Patent Trial and Appeal Board

I ran across a fascinating article today in the Wall Street Journal: "A New Weapon in Intellectual Property Wars". It is about the Patent Trial and Appeal Board (PTAB). This did not exist when I served my time as an expert witness in a couple of patent lawsuits. (note: I read the physical paper version of the article and not the online version)

One of the big challenges facing an expert witness is trying to explain your argument for validity or invalidity of a patent (as well as infringement) to a jury who has no experience in the technical field. For example, for a patent to be valid, it had to be non-obvious to a "person having ordinary skill in the art" (abbreviated PHOSITA) at the time of the patent. An example of a PHOSITA might be someone with 6 or more years of training and experience in the field,  perhaps someone who went through 4 years of college to get a computer science degree and then spent 2 years working in that specific field (e.g., computer security).
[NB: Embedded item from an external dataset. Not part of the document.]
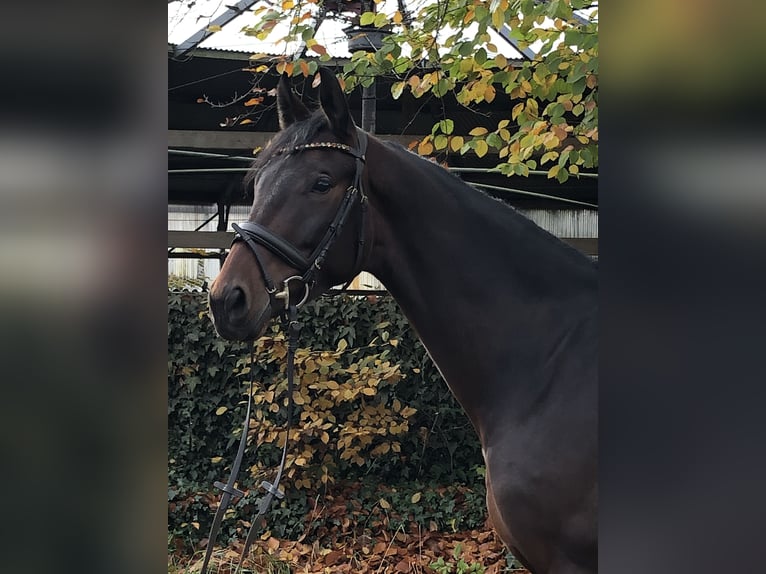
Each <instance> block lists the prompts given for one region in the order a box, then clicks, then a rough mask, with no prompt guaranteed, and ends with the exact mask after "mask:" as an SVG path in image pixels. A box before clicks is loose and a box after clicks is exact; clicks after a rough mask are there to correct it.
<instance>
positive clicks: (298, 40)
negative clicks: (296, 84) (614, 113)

How do you explain to a member of the jury who has 0 years of experience in the technical field what a person who has 6 or more years of experience in the field might think? And chances are, everyone in the jury will have no experience in the technical field. For example, I was told about a computer patent case where in the initial jury pool of 40 people, only 1 person had even heard of the word "Linux".

And of course, the "other side" will have their own expert who will say everything you said is wrong.

Here is a quote in the WSJ article describing the PTAB:

"It's fast and has a whole fleet of expert judges that understand the science and know the technology."

One patent lawyer described appearing before the PTAB judges as

"getting CAT-scanned, MRI-ed, and X-rayed, all within a three-hour period"

That sounds like a completely different situation than a jury case. Fascinating. Very fascinating.